The alienation from formal responsibilities has grown so great that it has become a frequent subject of analysis for the official press. The Communist Party newspaper Rude Pravo recently criticized "formalism and passivity" among young Communists and complained of low attendance at party education courses.
Other reports have pointed to a steep decline in worker productivity since 1980. A 1984 study in the region of Slovakia estimated that workers in some industries wasted up to 20 percent of their time on the job through such practices as arriving late, leaving early and taking long breaks.
Many here say this undemanding life explains the absence of popular unrest. "It's become a habit to be disgusted and blame the government, but on some level people accept it," writer Ivan Klima said. "Most people can earn enough to live at an acceptable level. Everyone has a car or a cottage. So they collect old furniture and engravings and they don't risk anything."
The only variation on this pattern has been the challenge to the government by the relatively small group of dissidents united as Charter 77, which was founded in 1977 to monitor the government's protection of human rights. Yet as the years have passed, even that group's battle with censorship and security forces has become a kind of routine.
Each year, for example, Charter 77 issues a statement to commemorate the anniversary of the Soviet invasion on Aug. 20, 1968. Each year, security forces arrest the group's leaders and raid their homes in an effort to confiscate the document and prevent its delivery to western news agencies.
When the police arrived at his weekend cottage this year, Dienstbier said, he was prepared.
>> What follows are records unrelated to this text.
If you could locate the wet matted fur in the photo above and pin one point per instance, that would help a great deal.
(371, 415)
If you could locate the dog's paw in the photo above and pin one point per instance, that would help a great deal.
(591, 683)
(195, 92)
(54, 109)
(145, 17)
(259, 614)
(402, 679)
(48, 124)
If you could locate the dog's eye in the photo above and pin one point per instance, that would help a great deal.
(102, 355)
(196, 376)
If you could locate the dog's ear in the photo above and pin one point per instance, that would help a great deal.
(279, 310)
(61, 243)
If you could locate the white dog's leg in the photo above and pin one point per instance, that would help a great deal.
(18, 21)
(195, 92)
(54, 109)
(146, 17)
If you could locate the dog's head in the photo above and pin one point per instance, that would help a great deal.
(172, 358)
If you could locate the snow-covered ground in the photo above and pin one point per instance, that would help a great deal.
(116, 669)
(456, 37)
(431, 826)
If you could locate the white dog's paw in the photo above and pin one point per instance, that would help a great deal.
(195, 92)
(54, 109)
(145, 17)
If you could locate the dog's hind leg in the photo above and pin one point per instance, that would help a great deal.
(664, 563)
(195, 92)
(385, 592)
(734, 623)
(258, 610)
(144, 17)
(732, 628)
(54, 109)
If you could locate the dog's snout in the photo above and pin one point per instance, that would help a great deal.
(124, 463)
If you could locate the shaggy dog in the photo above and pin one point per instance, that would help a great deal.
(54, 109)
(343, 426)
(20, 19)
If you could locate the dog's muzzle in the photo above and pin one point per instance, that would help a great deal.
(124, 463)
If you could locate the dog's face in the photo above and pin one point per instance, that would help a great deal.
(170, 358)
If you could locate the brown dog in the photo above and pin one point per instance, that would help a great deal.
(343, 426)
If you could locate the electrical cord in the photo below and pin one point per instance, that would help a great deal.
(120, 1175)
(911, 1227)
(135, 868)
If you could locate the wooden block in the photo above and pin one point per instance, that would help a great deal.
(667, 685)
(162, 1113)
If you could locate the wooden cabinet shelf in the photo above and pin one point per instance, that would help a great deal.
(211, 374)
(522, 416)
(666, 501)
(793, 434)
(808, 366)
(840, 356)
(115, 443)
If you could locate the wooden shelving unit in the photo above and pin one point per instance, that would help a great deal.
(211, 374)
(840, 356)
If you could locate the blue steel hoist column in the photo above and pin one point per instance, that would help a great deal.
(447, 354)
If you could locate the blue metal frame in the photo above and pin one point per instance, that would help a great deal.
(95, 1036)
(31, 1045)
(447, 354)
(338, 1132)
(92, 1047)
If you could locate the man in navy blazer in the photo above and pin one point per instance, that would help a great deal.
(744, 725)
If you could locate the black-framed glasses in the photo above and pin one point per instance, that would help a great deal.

As the officers entered, he simply handed them a copy of the statement -- which had been smuggled to Vienna months before -- and thereby preempted the usual search.
"It threw them off," he said. "Once I gave them the statement, they weren't sure what to do." Eventually tradition held and Dienstbier was detained for 48 hours.
Some Czechoslovaks say that these well-publicized skirmishes obscure the real nature of the nation's condition. "For each member of Charter 77, there are a million people who are suffering a different kind of fate: the small persecutions, the slow demoralization, the corruption of daily life," one Prague intellectual said.
"The greatest danger here is not official doctrine -- which no one takes seriously -- but the demoralization of the people, the loss of any kind of ideas."
Recently, there have been signs of a revival of both ideas and activism among Czechoslovak youth, who are said to reject both the official political establishment and the quiet, passive alienation of those scarred by the failure of reform in the 1960s.
Catholic Church leaders report rising interest among the young in religion as an independent form of expression. Government officials estimate that up to half of the 100,000 who attended a church celebration of St. Methodius in Velehrad last summer were youths.
In Prague, interest in jazz and rock music has spawned a large network of semiofficial and underground associations that stage small festivals on the city's outskirts on weekend nights and circulate uncensored bulletins. A growing number of young intellectuals are said to be seeking out menial jobs that allow them to pursue independent research and writing.
Yet all these small signs of change are easily outweighed by phenomena like the rush for cottages. Official statistics show that one in 25 of Prague's families now has access to weekend cottages, and the rush has grown so great that authorities have banned further construction. Yet some people go on building, preferring to pay fines rather than give up the dream of a chata and its garden.
"Everybody likes to joke about how you become a slave to your 'hut,' " said one Prague professional whose cottage lies only a 40-minute drive from Prague. "But it's the only place where you can go and sweat for yourself and not give a damn about anything else."